Hier wird ein roter Faden sichtbar. In der baz hat Zihlmann 2004 gesagt, die «emotionslose Sachlichkeit der Justiz» habe ihn einst fasziniert; mittlerweile sehe er aber «die Beschränktheit dieses Denkens und die oft brutale Simplifizierung des Lebens, die damit einhergeht». Und in seinem Buch über Dieter Behring hat Zihlmann 2005 die Frage aufgeworfen: «Wäre es nicht ehrlicher, auf eine strafrechtliche Aufarbeitung, die immer eine moralische Abrechnung ist, zu verzichten?»
Auch im Fall Zäch ist für Zihlmann klar: «Kleinlich und selbstgerecht» sei ein «von überschäumendem Helferwillen getriebener Mensch mit Paragrafen umstellt und erbarmungslos in die Enge getrieben» worden.

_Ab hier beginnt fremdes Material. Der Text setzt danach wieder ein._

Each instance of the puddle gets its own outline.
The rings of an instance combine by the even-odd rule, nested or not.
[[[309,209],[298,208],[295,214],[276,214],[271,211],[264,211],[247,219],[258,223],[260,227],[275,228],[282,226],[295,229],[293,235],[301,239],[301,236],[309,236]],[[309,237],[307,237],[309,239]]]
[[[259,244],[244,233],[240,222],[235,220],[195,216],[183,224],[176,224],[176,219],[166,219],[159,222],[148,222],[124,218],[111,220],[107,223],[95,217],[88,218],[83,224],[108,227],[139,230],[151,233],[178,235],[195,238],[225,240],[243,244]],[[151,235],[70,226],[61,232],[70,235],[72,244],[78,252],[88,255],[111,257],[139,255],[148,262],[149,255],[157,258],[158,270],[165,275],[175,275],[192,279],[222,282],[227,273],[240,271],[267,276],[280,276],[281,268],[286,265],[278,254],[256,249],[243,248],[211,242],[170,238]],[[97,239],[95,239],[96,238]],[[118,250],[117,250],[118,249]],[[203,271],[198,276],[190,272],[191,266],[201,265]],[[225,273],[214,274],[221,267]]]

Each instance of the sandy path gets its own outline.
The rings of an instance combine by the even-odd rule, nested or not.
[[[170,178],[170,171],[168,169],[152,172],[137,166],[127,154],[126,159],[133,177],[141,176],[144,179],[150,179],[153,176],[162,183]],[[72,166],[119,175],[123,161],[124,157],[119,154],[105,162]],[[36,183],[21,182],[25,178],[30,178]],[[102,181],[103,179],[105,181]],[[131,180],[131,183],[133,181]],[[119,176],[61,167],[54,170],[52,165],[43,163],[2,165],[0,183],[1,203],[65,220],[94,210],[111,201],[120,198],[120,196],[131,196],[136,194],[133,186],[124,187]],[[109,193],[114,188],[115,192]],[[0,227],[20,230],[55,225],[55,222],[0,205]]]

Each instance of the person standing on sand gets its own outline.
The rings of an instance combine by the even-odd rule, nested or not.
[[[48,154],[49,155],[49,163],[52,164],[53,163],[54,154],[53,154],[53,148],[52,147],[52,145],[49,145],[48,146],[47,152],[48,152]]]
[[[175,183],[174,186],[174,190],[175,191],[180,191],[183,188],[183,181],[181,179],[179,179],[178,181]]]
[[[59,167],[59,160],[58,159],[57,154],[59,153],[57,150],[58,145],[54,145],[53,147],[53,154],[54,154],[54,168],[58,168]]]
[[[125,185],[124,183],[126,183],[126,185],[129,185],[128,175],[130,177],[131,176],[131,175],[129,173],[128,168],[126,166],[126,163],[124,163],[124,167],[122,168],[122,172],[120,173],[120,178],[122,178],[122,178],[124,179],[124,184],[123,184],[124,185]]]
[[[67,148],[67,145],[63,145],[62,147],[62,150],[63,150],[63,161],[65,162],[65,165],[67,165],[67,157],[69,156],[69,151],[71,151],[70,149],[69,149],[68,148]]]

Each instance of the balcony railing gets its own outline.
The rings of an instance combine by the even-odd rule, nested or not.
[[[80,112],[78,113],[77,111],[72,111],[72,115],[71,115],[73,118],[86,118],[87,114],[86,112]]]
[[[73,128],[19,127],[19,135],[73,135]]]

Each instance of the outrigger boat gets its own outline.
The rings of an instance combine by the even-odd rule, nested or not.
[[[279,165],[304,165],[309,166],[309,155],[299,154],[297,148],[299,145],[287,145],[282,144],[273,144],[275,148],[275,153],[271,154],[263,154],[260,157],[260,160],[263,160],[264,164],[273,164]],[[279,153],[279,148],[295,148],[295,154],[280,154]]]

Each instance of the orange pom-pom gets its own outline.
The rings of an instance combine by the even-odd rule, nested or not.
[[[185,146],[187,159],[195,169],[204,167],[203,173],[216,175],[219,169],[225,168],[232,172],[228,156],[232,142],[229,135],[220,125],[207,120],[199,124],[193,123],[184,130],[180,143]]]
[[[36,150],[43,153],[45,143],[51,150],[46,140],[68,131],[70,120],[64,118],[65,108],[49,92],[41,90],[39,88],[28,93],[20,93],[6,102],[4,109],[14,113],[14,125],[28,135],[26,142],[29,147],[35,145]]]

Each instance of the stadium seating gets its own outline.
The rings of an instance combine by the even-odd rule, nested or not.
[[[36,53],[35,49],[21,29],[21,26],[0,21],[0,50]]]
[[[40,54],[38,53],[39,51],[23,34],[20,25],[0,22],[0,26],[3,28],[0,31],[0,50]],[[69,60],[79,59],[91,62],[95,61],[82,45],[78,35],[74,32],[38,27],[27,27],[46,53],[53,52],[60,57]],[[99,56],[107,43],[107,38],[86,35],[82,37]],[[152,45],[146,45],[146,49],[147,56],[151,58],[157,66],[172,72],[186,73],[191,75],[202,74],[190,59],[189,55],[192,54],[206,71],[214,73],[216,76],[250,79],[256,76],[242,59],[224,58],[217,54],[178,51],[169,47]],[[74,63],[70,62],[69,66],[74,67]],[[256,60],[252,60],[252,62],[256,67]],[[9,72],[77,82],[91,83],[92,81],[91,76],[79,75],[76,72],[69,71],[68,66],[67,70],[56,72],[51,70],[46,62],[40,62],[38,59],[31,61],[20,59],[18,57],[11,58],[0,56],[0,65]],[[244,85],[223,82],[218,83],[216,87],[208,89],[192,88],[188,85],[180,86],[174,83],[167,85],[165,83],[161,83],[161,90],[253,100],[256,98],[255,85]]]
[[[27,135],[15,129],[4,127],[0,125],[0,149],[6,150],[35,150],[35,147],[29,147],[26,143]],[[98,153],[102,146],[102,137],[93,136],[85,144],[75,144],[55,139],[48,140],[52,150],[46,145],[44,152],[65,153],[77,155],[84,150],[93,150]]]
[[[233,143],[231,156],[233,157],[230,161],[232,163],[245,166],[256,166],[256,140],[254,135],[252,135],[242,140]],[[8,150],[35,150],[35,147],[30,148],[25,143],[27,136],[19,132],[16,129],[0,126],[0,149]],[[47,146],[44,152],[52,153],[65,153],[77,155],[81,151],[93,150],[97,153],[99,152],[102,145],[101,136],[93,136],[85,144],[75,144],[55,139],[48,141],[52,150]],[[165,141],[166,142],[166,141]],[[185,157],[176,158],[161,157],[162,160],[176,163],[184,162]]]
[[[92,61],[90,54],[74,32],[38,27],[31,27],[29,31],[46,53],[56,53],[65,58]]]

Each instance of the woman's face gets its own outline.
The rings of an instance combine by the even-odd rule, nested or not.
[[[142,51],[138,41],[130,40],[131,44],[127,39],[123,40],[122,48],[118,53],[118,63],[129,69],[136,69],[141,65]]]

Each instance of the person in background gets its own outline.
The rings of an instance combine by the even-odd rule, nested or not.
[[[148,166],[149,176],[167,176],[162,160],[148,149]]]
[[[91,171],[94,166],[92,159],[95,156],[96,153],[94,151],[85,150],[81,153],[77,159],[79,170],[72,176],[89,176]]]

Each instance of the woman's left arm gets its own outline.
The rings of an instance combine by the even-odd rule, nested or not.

Da zieht der Autor ein fragwürdiges Fazit. Und provoziert die Gegenfrage: Darf man die Arbeit eines Gerichts, das kühl nach Gesetz zu urteilen verpflichtet ist, mir moralischen Kriterien messen?

WIDERSPRÜCHE. Guido A. Zäch – ist er Wohltäter oder Täter? Zihlmanns Antwort: Er ist beides. Der Autor unterschlägt nicht den widersprüchlichen Charakter dieser «Feldherrennatur». Er legt offen, wie brutal Zäch mit Dritten umgehen konnte und dass ihm das eigene Ego ebenso wichtig war wie das Schicksal der Paraplegiker.
Doch wer das spannende Buch aus der Hand legt, wird sich am Ende gleichwohl sagen: Es ist in Ordnung, dass vor dem Gesetz alle Menschen gleich behandelt werden – auch solche, die in ihrem Leben sehr viel Gutes getan haben.